Grade 3 and 4 students at the school said they understood the significance of the event and wore their shirts with pride.
“Pink shirt day is all about stopping bullying,” Anna-Marie Gorman said.
Some kids say they support Pink Shirt Day because they’ve encountered bullying at least once.
“Somebody at school said they were throwing a stick at me because they were testing my reflexes. But I don’t think so. So when they threw the stick at me, I threw it away and walked away,” said Griffin Dorman, who is in Grade 3.
Eric Rushton, a volunteer at The Boys and Girls Club, can relate to such situations. He’s been bullied and knows the feeling it leaves behind. “It makes you feel kind of afraid of that area because of the thought that you may be bullied again.”
John Clement, a unit clerk from Providence Care Hospital, cautions that bullying can have long-term effects.
“A lot of our young admissions coming through the door these days have been bullied as a child and it just leads up into some mental health issues,” Clement said.

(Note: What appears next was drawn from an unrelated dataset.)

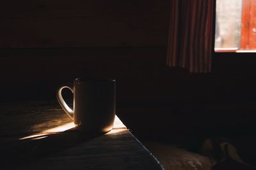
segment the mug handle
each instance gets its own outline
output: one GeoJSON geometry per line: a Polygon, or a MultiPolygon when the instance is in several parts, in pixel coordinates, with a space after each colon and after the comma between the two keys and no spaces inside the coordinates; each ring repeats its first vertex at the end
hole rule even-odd
{"type": "Polygon", "coordinates": [[[71,84],[68,83],[63,84],[62,86],[60,87],[57,89],[56,92],[57,101],[60,103],[60,105],[61,106],[61,108],[64,110],[65,112],[66,112],[66,113],[68,115],[68,117],[71,118],[72,120],[74,120],[72,116],[74,115],[74,111],[72,109],[70,109],[70,107],[68,107],[68,106],[65,102],[63,97],[62,97],[61,92],[62,90],[65,88],[67,88],[69,90],[70,90],[71,92],[72,92],[72,93],[74,94],[73,87],[72,86],[71,84]]]}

That’s one reason why the mental health facility decided to get involved in the Pink Shirt Initiative and raise money for educational programs at The Boys and Girls Club of Kingston and Area.
“We do have practical programs which address things like healthy relationships, and how to stay safe online,” said Devin Reynolds, manager of youth programs at Boys and Girls Club of Kingston.
The programs teach kids things like, how to respond if they witness bullying, or whom they can talk to if someone sends them a nasty message over the internet.
The programs in Kingston are part of a national movement. Last year, Pink Shirt Day supported programs that impacted more than 60,000 youth and children across Canada.